I don’t know what game this is, but I want it. I want a copy for every single one of my friends, so we can all get together and plot the destruction of the Western World with our army of flaming, explosive-spewing super-tanks. I’ll insist on adding more cannons and spikes to our contraptions, so we have a Mad Max via Bismarck vibe. If the Germans can do one thing it’s generate a great nation-stomping vibe. What they do after they get that vibe going can be very controversial; they seem to have a history of flattening their neighbors whenever the mood takes them.

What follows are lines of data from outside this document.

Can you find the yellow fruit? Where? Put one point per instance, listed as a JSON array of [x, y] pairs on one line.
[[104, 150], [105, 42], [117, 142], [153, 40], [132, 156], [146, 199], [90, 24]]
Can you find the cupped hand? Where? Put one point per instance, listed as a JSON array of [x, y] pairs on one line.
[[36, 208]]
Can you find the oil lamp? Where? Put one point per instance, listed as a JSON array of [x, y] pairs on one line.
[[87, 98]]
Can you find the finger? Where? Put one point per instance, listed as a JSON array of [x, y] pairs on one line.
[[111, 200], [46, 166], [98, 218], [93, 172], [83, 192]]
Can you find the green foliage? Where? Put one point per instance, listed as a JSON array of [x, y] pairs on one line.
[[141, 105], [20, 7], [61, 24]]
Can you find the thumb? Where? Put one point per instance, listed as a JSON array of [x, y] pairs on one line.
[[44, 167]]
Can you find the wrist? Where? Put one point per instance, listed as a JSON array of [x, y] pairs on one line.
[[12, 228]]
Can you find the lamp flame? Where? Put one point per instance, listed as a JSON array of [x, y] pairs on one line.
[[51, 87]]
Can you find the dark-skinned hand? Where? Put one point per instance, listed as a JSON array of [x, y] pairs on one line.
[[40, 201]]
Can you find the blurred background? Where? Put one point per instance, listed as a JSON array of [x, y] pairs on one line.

Theoretically, if we all wear leather pants and put spikes on everything our armies will be unstoppable. Well, our virtual armies. Real life is a lot harder. We’ll have to deal with the immense logistics of equipping troops with enough spikes to make Kaiser Wilhelm II blush without completely crippling our supply lines. In order to get an appropriate spike to troop ratio, daily rations need to be removed entirely. Food is a lot bulkier that you would expect, and spikes take top priority. To prevent mass starvation, I’ve devised a type of edible spike that can be worn, eaten, and used to impale enemies. A slightly frozen McChicken fashioned into the classic, spiky shape can do some serious damage. Hopefully, the smell of frosty fast food will distract the enemy long enough for my troops to get within impaling range. We didn’t have any room in the supply van for real weapons, so I’m afraid everyone gets a box of frozen McChickens and that’s about it. I plan on starting a new McDonald’s franchise in each city we take to finance our efforts and make the war worthwhile.
That is, if we ever get past our digital planning stages. I haven’t even gotten around to buying the game yet.